Y’all are way more tech-savvy than I am. If I were 20 or even 10 years younger, I might have dived into the solutions you and @Melbourne have suggested, but I just don’t have the patience, curiosity, or inclination to try to master new tech any more.

And if I did, I’d probably forget how it all worked by the time something went wrong in a few months, and have to try to relearn it from scratch. That’s what happened with the Raspberry Pi, which I originally set up for Pi-Hole, but which didn’t work right affer we moved and had a different router. It’s been more than 2.5 years, and I haven’t had the gumption to try to figure out how to get it working again. Plus, I’ve had a lot of other things that were more important.
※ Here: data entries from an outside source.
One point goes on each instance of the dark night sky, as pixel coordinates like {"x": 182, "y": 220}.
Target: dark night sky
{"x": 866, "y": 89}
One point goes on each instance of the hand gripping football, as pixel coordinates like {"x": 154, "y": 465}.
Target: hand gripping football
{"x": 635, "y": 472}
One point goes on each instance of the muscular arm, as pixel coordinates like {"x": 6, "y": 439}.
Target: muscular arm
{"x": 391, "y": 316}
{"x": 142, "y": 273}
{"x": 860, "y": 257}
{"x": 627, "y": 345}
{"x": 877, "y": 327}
But it’s on my “to do” list.

Would something like this work?
https://www.amazon.com/Current-Amperage-Voltmeter-Multimeter-Transformer/dp/B07JB9B2QL/ref=sr_1_2_sspa?crid=DMWQIC64MIWR&keywords=current%2Bmonitor%2Bremote%2Balarm&qid=1702309659&sprefix=current%2Bmonitor%2Bremote%2Balarm%2Caps%2C148&sr=8-2-spons&sp_csd=d2lkZ2V0TmFtZT1zcF9hdGY&th=1
You can run the sensor wires as long as necessary.

Actually that’s not true. Home assistant can be run in a docker container on the PI, or and other OS running docker.
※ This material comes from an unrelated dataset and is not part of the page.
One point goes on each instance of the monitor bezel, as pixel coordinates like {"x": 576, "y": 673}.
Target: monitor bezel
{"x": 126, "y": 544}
Installing Home assistant in docker

That’s the way I do it. I don’t particularly like the Hassos managed environment.

Thanks, @Tatterdemalion, for that update. But it’s still way too complicated for me right now.

I’ve just got off the phone with tech support at Emporia, and they say their most basic system ($85) will send an alert to my phone, which is all I need. I can start with that and then decide if I want to add up to 16 sensors for other individual circuits and our solar panels.

So the only other question is whether to get an electrician to install it for me (and how much that would cost), or do it myself. In principle, installation is pretty easy, but my wife would probably have a heart attack if I told her I was even thinking about it.

Although the suggestions for alternatives were interesting, thanks, I won’t be following up on them. But I’m still interested in anyone’s experience with HEMS like Emporia or the others.